Jen Pollock Michel wrote “20 Prayers to Pray During This Pandemic” for Christianity Today in March, while being quarantined for two weeks at her home in Toronto, Ontario.

“I felt powerless in the first weeks of the pandemic,” she said. “All of a sudden we’re all at home. It was a moment of testing. It’s easy to face doubts and wonder if prayer goes any further than the ceiling.”

The piece came after friends in a WhatsApp group began sharing prayer requests in the chat.

“I thought, ‘I’m a writer. I could share these,’” she said.

The article was in Google’s top search results for “prayers for coronavirus” or variations of that phrase for months. Through July, it’s been read by 850,000 people and has been published in eight languages including Spanish, Portuguese, French, Traditional and Simplified Chinese, Korean, Italian, and Indonesian.

Churches from diverse theological backgrounds have reposted the article on their websites including St. Louis de Montfort Parish, a Roman Catholic parish in California, Life Fellowship Church, a non-denominational church in Texas, and the Village Presbyterian Church in Illinois, to name a few.

“Efharisto (Greek)/thank you for seeking Divine intervention as a source of hope in COVID fallout relief!” wrote one Greek Orthodox Church reader. “May our mighty God grant us all His mercy!”

CT Senior Associate Editor Andrea Palpant Dilley said, “In this piece, Jen Pollock Michel gives us words to pray with and also categories of people to pray for—let's pray for doctors and nurses, let's pray for missionaries, let's pray for the homeless. In a time of uncertainty and isolation, readers (including me) feel joined together through these prayers.”

After the success of her first piece, Pollock Michel also published “20 More Prayers to Pray as We Approach the Pandemic’s Peak” in April.

“Under normal conditions, there would be meals to make and hospital visits to pay,” she said. “But these are not normal days.”

During the pandemic, Pollock Michel and her family have worshiped with their Presbyterian church online. She doesn’t expect to return before September.

“We have a narrow entrance to our building, a historic 1876 church. It doesn’t allow for distancing. Leadership is going to have to get very creative,” she said.

She started writing for the Hermeneutics blog at CT in 2012. Soon after, she met Katelyn Beaty, CT’s former print managing editor, for breakfast. To this day, Michel says this was an important moment in writing career.

“I wasn’t always a person who read the headlines. Writing for Hermeneutics was a really important part of forming my faith—thinking carefully about how faith would interpret the news of the day,” she said.

Beyond writing articles, Pollock Michel is also the author of Surprised by Paradox: The Promise of "And" in an Either-Or World, which won an Award of Merit for the Beautiful Orthodoxy Book of the Year in 2020, Keeping Place: Reflections on the Meaning of Home, and Teach Us to Want, CT’s 2015 Book of the Year.

“I really believe in the mission of CT. CT covers subjects that are cultural, political, and social—all through a biblical lens,” she said. “Churches don’t always delve into that. You don’t always find a perspective that’s both informed and moderate.”

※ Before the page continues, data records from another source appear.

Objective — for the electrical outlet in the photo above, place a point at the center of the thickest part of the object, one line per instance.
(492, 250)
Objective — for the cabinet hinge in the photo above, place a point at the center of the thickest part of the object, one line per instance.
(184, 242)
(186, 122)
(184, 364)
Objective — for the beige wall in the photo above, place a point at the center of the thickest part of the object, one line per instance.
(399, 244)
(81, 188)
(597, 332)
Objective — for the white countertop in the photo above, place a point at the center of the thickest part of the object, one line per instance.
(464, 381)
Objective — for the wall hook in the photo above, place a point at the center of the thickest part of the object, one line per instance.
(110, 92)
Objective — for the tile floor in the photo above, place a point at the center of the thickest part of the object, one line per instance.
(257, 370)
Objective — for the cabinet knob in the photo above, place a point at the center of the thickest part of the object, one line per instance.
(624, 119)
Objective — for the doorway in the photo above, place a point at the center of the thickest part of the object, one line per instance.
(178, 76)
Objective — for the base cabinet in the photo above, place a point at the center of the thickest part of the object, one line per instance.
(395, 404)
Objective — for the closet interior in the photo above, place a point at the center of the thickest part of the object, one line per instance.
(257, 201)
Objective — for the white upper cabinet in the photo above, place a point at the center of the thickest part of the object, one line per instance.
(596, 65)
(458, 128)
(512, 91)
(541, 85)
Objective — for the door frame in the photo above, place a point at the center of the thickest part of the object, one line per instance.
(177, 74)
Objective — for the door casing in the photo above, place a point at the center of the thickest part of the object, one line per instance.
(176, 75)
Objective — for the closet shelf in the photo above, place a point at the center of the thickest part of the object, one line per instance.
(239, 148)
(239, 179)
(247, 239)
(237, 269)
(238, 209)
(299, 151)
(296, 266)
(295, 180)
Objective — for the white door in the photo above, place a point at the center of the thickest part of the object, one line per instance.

Pollock Michel’s editors at CT have felt equally blessed by her perspectives.

"Jen puts obvious care and concern into everything she writes. Few Christian writers can match the grace and beauty of her prose,’ said CT Books Editor Matt Reynolds. “It's equally clear, however, that Jen labors over matters of style not to exalt herself as a wordsmith, but to communicate the grace and beauty at the heart of our gospel."

Pollock Michel’s COVID-19 prayer habits are waking up at 5 a.m., writing in her journal at her desk, and reading from a One Year Bible which has passages from the Old Testament, New Testament, Psalms, and Proverbs.

“I’m reminded of the Benedictine practice of stability, this staying put which forces us to be content despite our appetite for change. We like change because it’s easier than dealing with the reality of our lives sometimes. Being home is good. It means contending with reality, not evading it,” she said.

Her and her son memorized a portion of Psalm 119 during the shutdown. She pointed out how the Psalms invite Christians into an honest conversation with God about our emotions and faith.

“On the days I struggled to rally any kind of emotion, I just kept praying the prayers.”

Kelsey Collister is digital marketing associate at Christianity Today.